Signed int arithmetic operations can overflow and underflow, and when that happens, that is undefined behavior as per the C++ standard (and C standard). At which point the program can be expected to do potentially do anything.
I've noticed many questions on SO where undefined behavior occurs and the program behaves in unexpected but deterministic manner, eg:
C output changed by adding a printf
In the context of signed int overflow, how does the compiler generate code such that when an overflow occurs it intentionally behaves weirdly? Is there a cmp injected to determine if some flag is set post an iadd or something?
Surely the compiler isn't intentionally generating code that checks for overflow and intentionally has another code path be executed?
I'm probably missing something here, but any explanation about this would be great to have.
In the example you link, the compiler is optimizing by assuming undefined behavior can't happen. In that question, overflow is reported only if you added two negative numbers and produced a positive, or two positives produce a negative.
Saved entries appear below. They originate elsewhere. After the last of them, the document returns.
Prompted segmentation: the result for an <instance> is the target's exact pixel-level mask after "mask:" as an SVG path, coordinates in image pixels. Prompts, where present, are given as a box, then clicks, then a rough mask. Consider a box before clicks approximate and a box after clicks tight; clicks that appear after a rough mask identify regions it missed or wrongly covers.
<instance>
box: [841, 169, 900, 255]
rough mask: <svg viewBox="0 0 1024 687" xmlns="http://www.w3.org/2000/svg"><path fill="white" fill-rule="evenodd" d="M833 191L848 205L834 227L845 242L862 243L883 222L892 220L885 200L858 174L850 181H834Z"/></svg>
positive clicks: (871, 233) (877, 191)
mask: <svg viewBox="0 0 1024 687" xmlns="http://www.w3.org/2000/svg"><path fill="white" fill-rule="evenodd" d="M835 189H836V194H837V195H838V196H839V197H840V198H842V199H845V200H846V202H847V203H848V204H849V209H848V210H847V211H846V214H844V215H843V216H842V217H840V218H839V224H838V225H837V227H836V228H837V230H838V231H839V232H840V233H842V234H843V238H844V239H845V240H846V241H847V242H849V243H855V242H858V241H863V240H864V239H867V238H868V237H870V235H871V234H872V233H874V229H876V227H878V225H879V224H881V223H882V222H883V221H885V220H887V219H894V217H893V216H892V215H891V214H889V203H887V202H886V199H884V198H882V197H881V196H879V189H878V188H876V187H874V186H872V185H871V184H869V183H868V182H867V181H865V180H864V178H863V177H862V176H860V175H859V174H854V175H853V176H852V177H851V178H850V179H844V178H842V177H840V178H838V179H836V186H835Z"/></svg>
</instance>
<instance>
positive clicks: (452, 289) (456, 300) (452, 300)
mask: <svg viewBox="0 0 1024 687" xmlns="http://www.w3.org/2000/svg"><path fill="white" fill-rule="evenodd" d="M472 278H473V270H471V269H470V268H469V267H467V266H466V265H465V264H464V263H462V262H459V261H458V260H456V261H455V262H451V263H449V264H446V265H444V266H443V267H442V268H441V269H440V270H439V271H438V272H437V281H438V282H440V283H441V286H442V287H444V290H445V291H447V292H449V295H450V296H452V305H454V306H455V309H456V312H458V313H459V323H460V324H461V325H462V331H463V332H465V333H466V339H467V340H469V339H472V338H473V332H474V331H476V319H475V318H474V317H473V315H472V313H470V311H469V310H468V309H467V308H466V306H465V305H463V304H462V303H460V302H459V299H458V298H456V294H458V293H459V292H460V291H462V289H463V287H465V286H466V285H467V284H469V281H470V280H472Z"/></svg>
Since neither behavior can occur without being the result of an undefined behavior (signed integer overflow), it simply assumes the if test can never pass, and eliminates that code path entirely from the compiled code, leaving only the code for the else path.
So it's not doing any additional work at all at runtime to achieve this result. It's identifying a way to improve performance, the same as it would if it saw:
if (0) {
x();
} else {
y();
}
and eliminated the if (0) path, compiling code that unconditionally called y();. It's not required to produce code that responds correctly in the presence of undefined behavior, so it just pretends it can't happen and optimizes accordingly. No code checks for the undefined behavior, no extra work is done, it just produces simple code that behaves incorrectly because the undefined behavior it assumed couldn't happen, actually did.